Although the impact from certain types of attacks has fallen, the survey shows a rise in others, such as incursions through company supply chains and ecosystems. “This is an example of what we call the ‘balloon effect’ in cybersecurity, where squeezing down on risks in one place causes others to appear elsewhere,” said Lou Celi, ESI ThoughtLab’s chief executive officer. “Thanks to improved cybersecurity, companies are more effectively mitigating risks from unintentional and less sophisticated threat actors, but more advanced adversaries are still finding a way in.”
The research shows that to combat evolving risks, companies need to take a proactive, multi-layered defense. Firms are responding by allocating the biggest share of their budgets to technology, while seeking the right balance between investments in people and process. They are also focusing more on risk identification to address emerging vulnerabilities and are investing more in resilience to ensure they can respond quickly to successful attacks.
Other calls to action from the study include:
- Make sure you are investing enough in cybersecurity. Some industries, such as media and consumer markets, are allocating less and may be more exposed to cyber risks.
- Think of cybersecurity like any other existential threat to your business. The risks are not just about privacy, liability, and stealing data; they also can create huge operational risks if business is interrupted and can have reputational impacts that can hurt market positions.

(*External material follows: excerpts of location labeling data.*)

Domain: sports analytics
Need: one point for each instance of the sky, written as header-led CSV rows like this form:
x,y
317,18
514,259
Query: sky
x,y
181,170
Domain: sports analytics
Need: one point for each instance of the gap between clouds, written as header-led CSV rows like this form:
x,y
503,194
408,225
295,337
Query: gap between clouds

- Pay attention to risks from partners and your supply chain. As firms draw on ecosystems of third parties to drive digital transformation, they increase their vulnerabilities to cyber risks.

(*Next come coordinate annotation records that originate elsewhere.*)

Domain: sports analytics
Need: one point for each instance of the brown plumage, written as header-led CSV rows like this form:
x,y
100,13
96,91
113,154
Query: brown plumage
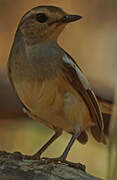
x,y
47,80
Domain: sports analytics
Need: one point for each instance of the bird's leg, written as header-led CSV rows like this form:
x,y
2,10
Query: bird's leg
x,y
63,157
45,146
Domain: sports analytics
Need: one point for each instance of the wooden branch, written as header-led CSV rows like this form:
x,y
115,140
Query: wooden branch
x,y
15,166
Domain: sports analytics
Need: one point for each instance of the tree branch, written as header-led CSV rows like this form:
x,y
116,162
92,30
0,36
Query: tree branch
x,y
15,166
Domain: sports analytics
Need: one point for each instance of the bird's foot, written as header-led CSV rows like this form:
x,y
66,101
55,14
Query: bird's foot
x,y
33,157
61,160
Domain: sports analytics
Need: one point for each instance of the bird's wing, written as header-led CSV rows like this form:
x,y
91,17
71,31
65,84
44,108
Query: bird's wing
x,y
76,78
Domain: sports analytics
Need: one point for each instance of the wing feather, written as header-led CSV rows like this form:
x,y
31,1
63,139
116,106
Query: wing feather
x,y
78,81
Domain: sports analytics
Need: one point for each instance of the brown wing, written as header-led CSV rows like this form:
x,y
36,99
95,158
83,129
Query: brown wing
x,y
78,81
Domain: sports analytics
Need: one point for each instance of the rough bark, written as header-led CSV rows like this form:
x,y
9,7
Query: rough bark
x,y
15,166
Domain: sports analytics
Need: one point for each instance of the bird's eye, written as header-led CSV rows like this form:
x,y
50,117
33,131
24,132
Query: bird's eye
x,y
41,17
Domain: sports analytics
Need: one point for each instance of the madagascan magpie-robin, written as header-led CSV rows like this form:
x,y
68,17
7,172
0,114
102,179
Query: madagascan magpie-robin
x,y
49,83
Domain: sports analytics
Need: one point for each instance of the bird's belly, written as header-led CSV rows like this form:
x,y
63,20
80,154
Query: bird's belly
x,y
58,108
45,101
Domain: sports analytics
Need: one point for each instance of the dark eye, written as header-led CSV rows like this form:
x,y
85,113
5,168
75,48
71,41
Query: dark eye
x,y
41,17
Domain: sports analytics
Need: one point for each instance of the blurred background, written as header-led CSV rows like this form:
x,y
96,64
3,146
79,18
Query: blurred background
x,y
92,43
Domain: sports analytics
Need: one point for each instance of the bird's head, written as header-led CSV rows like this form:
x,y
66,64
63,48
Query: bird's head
x,y
45,23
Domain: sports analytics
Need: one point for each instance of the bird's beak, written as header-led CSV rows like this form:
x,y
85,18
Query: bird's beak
x,y
71,18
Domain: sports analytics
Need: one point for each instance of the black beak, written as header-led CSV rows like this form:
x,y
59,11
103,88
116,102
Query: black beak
x,y
71,18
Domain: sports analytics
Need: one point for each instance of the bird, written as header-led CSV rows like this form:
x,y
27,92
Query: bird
x,y
50,85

- Be aware that legal and regulatory risks are also rising substantially. Companies that do not comply with new standards face hefty penalties and legal consequences.
- Implement rigorous incident training. To do so, put key stakeholders through a strong scenario exercise to prepare them for events when they occur, and to plan on how to respond quickly.
- Measure your full losses, costs, and returns. When hit by a successful cyberattack, you need to understand all your costs—direct and indirect, tangible and intangible.
ESI ThoughtLab and WSJ Pro Cybersecurity carried out the survey in the spring of 2019 as part of a global research initiative titled The Cybersecurity Imperative. The current survey is a follow-up to a more comprehensive survey of 1,300 companies conducted in the fall of 2018. The latest survey was developed to track how executives’ investments, plans, and perspectives have changed over the last nine months. Learn more about our 2018 research initiative The Cybersecurity Imperative.
The Cybersecurity Imperative program was conducted with a coalition of leading organizations with expertise across the cybersecurity space, including Baker McKenzie, CyberCube, HP, KnowBe4, Opus, Protiviti, the Security Industry Association, and Willis Towers Watson. Each organization is an expert in its own field and provided valuable insights to help guide our research methodology and scope.